Sunday, November 21, 2021

Dopesick, or Dead

It was recently announced that more than 100,000 Americans died from overdoses between April 2020 and 2021, which was about a 25% increase in a single year. About 70% were men between the ages of 25 and 54, according to stats reported in the New York Times.

The abrupt increase in a year is notable, of course, but the particulars of drug type within the increase is also important:



(Click to enlarge and you'll see the Fentanyl label on the graph's lower right area, accounting for the upswing in recent years.)

Fentanyl, which is more potent by orders of magnitude and is, reportedly, being mixed into other street drugs without users' knowledge, is clearly responsible for a lot of the increase in overdoses.
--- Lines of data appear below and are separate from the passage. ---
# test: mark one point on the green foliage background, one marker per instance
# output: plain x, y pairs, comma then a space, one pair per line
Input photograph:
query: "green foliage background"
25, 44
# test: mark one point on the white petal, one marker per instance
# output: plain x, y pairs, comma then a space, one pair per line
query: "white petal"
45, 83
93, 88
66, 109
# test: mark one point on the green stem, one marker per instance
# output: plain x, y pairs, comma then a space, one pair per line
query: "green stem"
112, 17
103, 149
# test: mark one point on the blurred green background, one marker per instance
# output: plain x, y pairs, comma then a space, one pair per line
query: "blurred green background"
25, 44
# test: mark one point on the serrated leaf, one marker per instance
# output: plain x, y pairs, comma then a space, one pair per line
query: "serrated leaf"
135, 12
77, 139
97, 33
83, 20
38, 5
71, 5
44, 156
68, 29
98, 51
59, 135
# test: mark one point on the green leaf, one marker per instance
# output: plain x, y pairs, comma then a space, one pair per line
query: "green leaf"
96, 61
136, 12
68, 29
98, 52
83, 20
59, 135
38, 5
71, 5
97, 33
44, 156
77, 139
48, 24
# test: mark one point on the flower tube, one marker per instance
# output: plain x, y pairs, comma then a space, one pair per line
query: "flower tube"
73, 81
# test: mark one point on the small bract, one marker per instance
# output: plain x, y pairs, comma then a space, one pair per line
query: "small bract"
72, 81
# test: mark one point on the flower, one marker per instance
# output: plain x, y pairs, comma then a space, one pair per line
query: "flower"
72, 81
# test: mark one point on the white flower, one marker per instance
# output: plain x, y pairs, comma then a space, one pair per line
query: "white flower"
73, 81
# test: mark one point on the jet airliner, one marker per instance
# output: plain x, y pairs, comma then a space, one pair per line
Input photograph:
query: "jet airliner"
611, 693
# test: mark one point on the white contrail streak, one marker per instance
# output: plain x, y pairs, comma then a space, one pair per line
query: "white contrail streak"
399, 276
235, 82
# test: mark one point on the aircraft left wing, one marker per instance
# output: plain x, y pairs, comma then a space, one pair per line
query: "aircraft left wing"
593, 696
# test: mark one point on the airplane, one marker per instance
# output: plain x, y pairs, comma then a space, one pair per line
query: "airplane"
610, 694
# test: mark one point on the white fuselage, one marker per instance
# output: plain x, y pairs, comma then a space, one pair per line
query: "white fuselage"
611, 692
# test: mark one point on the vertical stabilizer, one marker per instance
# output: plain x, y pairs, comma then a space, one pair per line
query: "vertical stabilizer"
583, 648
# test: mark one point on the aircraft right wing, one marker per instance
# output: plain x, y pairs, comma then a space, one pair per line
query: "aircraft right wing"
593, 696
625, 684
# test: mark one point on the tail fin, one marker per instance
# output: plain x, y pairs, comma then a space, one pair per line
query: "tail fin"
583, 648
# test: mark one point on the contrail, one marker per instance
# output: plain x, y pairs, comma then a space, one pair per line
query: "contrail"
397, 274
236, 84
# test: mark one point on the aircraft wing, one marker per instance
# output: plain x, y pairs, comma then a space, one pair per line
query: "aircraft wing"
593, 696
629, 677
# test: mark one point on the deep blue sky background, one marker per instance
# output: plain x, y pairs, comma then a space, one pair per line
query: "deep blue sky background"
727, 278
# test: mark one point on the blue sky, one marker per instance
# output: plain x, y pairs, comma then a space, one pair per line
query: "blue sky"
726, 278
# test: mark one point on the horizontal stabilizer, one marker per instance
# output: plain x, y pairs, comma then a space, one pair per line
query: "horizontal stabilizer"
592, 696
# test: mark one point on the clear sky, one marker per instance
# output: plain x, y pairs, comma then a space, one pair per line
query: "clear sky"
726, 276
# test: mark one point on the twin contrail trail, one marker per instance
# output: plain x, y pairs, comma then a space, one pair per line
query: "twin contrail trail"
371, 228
Why are people taking fentanyl? 

The other change that has happened in this trend line over more years than just the most recent one was the decrease in availability of Oxycontin. Its creator, Purdue Pharma — now bankrupt because of legal action — originally induced the demand for opioids across huge swaths of the country and when they were finally forced to stop their unconscionable, greedy acts, they left behind broken people who needed a fix.
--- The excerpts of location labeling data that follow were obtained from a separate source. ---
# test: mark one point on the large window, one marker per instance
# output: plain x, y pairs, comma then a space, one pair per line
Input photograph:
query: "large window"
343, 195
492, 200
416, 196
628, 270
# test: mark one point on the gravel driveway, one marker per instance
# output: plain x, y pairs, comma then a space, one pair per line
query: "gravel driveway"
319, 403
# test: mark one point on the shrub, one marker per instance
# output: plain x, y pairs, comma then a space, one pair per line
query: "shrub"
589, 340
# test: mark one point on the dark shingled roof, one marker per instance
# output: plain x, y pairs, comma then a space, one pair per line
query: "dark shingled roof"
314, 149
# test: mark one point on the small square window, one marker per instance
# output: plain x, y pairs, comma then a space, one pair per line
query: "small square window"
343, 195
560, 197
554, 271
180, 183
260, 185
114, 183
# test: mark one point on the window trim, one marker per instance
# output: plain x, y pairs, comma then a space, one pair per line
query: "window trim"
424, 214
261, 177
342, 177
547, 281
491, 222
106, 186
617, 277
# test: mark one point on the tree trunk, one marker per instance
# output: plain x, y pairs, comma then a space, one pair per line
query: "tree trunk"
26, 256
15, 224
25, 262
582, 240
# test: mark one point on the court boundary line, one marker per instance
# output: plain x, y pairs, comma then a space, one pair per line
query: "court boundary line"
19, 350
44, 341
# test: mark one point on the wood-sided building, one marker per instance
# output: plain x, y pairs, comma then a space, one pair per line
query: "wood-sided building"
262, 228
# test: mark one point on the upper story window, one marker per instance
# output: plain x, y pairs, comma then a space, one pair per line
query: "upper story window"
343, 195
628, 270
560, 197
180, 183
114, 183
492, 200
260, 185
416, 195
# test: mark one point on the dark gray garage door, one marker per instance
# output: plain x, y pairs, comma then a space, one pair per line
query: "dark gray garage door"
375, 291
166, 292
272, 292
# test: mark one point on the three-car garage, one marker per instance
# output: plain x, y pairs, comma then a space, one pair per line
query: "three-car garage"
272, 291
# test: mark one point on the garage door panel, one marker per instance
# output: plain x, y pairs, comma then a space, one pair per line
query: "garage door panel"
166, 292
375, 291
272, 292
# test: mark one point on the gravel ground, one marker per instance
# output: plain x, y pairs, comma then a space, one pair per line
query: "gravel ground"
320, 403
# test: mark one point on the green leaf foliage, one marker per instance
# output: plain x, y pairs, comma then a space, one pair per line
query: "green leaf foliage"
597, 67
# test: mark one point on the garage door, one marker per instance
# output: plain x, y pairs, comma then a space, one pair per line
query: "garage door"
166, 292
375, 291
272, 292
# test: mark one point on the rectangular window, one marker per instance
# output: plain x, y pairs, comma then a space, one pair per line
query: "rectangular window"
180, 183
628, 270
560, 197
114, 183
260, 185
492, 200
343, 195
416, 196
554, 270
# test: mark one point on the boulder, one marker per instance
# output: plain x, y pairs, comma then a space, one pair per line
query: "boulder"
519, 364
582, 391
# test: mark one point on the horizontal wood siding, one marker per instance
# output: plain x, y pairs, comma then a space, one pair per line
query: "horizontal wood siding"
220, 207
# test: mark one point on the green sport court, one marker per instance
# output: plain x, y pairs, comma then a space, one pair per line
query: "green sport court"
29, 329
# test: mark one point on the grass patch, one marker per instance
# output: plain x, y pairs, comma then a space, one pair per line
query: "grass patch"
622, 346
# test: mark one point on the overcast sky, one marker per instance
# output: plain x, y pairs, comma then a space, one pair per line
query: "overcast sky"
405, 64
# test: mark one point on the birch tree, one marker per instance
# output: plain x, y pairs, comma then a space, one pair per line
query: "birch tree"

And there was fentanyl, ready to take the place of Oxy. Here's a story that gives an example of how that goes.

According to this August 2021 Atlantic article,

Starting around 2010 or 2011, events converged in ways that made prescription pills less widely available. Law enforcement cracked down on pill mills, the maker of Oxycontin made the pill harder to crush, physicians tightened their prescribing practices, and more states created prescription registries to help identify people who were obtaining prescriptions by “doctor shopping” — that is, by seeking prescriptions from multiple physicians at the same time. Many people who abused pills turned to heroin, which was cheaper and easier to get. Several years later, illicitly sourced fentanyl, 50 times as potent as heroin, intensified the death toll.

Can you tell I've been watching Dopesick on Hulu? Yes, you can. Three episodes (out of eight) left.

From it, I've learned a few facts I never knew, and wish I didn't have to know:

  • There is a Drug Advertising Hall of Fame. (Well, that should make it easy to know who to lock up some day.)
  • Purdue's FDA approval basis and early marketing claim that less than 1% of people who used Oxycontin would become addicted came from a five-sentence letter to the editor in the New England Journal of Medicine. That letter was based on observational data of a small number of patients who were prescribed opioids for a short time while confined to the hospital.
  • The FDA reviewer who approved the "unprecedented" label for Oxycontin that allowed its over-prescription by doctors even though it was a Class 2 narcotic, went to work for Purdue within two years.

Watching Dopesick makes me realize how insulated I was and still am on a day-to-day basis from the effects of all this. But it's hard not to see that the destructiveness of drug abuse in rural areas and small towns plays some kind of role in our current political situation. People mourn what's lost and they're looking for someone to blame. The ultra-wealthy and corporations are spending big to point populist anger at everyone except the ones who are really responsible.